Genome evolution driven by host adaptations results in a more virulent and antimicrobial-resistant Streptococcus pneumoniae serotype 14
- Equal contributors
1 The CAS Key Laboratory of Genome Sciences and Information, Beijing Institute of Genomics, Chinese Academy of Sciences, 100029 Beijing, PR China
2 Graduate School of the Chinese Academy of Sciences, Chinese Academy of Sciences, 100029 Beijing, PR China
3 Department of Parasitology, Chang Gung University College of Medicine, Kweishan 333, Taoyuan, Taiwan
4 Department of Pediatrics, Chang Gung Children's Hospital, Chang Gung University College of Medicine, Kweishan 333, Taoyuan, Taiwan
BMC Genomics 2009, 10:158 doi:10.1186/1471-2164-10-158Published: 13 April 2009
Streptococcus pneumoniae serotype 14 is one of the most common pneumococcal serotypes that cause invasive pneumococcal diseases worldwide.
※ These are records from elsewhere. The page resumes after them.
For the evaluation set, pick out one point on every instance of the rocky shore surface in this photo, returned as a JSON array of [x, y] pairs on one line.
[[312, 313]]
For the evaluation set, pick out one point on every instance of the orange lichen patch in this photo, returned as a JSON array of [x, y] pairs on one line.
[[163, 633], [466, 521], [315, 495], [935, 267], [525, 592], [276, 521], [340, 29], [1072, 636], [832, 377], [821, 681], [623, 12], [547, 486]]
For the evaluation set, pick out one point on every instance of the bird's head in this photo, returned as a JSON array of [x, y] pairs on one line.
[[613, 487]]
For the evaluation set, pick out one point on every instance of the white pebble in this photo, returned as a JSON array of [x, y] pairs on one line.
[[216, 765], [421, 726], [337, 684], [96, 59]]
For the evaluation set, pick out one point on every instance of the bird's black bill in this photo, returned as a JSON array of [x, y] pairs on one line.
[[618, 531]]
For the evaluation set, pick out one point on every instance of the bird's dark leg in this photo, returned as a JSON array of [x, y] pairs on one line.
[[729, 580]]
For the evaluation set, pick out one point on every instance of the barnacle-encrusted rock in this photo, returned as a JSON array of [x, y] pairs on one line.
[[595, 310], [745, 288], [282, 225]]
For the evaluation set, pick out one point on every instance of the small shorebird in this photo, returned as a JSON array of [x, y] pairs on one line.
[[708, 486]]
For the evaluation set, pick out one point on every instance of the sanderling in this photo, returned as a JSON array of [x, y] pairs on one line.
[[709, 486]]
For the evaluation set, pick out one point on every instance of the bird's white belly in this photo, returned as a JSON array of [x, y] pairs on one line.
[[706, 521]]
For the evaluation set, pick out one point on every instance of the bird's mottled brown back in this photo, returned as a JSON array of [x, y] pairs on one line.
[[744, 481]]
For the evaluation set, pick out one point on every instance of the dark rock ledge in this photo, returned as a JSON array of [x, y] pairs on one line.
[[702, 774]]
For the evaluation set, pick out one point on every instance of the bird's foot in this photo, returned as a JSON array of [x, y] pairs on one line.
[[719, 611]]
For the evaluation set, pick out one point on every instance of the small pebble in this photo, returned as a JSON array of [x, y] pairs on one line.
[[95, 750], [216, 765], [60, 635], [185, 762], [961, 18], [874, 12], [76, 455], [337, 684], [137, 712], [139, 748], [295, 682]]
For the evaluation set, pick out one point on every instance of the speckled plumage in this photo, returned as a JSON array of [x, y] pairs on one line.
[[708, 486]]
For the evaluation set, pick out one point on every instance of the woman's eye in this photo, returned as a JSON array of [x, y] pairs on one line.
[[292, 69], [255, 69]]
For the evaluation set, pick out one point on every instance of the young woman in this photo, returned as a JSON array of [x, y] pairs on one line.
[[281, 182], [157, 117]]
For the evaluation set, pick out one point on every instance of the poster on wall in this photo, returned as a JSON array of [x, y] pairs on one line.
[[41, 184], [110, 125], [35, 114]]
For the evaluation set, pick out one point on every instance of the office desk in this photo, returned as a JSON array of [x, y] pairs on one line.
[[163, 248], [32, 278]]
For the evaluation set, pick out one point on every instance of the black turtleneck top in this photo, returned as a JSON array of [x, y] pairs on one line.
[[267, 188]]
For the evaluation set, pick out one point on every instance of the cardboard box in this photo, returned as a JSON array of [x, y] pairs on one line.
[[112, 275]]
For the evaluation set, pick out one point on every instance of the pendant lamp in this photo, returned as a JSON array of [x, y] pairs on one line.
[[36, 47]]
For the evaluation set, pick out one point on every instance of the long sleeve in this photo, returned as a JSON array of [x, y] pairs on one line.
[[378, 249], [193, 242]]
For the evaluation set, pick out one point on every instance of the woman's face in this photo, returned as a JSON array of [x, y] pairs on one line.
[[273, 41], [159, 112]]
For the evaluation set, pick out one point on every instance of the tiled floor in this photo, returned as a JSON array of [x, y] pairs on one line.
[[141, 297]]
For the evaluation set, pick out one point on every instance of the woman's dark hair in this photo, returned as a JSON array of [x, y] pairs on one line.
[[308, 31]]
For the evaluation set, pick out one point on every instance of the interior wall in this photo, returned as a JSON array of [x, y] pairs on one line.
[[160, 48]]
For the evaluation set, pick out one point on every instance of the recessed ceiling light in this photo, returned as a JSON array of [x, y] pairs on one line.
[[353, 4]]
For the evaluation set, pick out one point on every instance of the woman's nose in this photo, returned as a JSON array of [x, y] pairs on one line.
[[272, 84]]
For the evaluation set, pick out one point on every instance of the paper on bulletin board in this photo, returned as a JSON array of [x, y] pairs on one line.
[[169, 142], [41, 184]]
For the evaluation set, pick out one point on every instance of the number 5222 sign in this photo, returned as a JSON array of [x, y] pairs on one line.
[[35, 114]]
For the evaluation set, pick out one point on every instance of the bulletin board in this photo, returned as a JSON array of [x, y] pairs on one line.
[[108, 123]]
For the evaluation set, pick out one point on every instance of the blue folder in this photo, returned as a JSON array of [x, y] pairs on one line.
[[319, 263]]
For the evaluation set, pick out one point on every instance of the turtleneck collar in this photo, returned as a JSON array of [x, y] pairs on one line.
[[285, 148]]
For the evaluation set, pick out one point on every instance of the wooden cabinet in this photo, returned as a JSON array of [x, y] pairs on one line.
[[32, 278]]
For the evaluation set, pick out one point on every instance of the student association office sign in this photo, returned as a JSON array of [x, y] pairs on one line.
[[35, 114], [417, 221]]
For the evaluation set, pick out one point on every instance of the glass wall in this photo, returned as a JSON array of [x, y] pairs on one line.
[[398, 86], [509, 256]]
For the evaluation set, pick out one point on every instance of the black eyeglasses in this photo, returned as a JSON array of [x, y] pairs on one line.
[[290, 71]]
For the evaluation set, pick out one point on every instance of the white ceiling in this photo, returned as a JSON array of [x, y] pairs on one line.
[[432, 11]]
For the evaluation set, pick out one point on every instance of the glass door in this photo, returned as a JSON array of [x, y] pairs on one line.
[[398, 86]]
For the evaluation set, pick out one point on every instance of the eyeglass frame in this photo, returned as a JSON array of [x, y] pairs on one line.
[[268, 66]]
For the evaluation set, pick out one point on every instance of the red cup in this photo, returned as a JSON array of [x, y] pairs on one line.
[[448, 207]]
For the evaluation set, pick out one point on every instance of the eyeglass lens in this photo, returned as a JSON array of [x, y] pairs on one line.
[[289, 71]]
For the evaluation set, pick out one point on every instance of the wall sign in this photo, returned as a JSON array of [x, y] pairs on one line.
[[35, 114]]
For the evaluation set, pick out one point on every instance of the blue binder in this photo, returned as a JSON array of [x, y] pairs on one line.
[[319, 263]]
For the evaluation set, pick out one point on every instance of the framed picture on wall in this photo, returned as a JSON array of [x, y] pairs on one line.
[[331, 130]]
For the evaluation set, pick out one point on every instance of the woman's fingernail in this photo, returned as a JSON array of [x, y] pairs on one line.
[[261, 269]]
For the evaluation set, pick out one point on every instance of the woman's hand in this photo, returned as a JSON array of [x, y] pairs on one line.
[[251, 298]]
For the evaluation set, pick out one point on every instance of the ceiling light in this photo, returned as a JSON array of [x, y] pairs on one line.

Serotype 14 often expresses resistance to a variety of antimicrobial agents, resulting in difficulties in treatment. To gain insight into the evolution of virulence and antimicrobial resistance traits in S. pneumoniae from the genome level, we sequenced the entire genome of a serotype 14 isolate (CGSP14), and carried out comprehensive comparison with other pneumococcal genomes. Multiple serotype 14 clinical isolates were also genotyped by multilocus sequence typing (MLST).
Comparative genomic analysis revealed that the CGSP14 acquired a number of new genes by horizontal gene transfer (HGT), most of which were associated with virulence and antimicrobial resistance and clustered in mobile genetic elements. The most remarkable feature is the acquisition of two conjugative transposons and one resistance island encoding eight resistance genes. Results of MLST suggested that the major driving force for the genome evolution is the environmental drug pressure.
The genome sequence of S. pneumoniae serotype 14 shows a bacterium with rapid adaptations to its lifecycle in human community. These include a versatile genome content, with a wide range of mobile elements, and chromosomal rearrangement; the latter re-balanced the genome after events of HGT.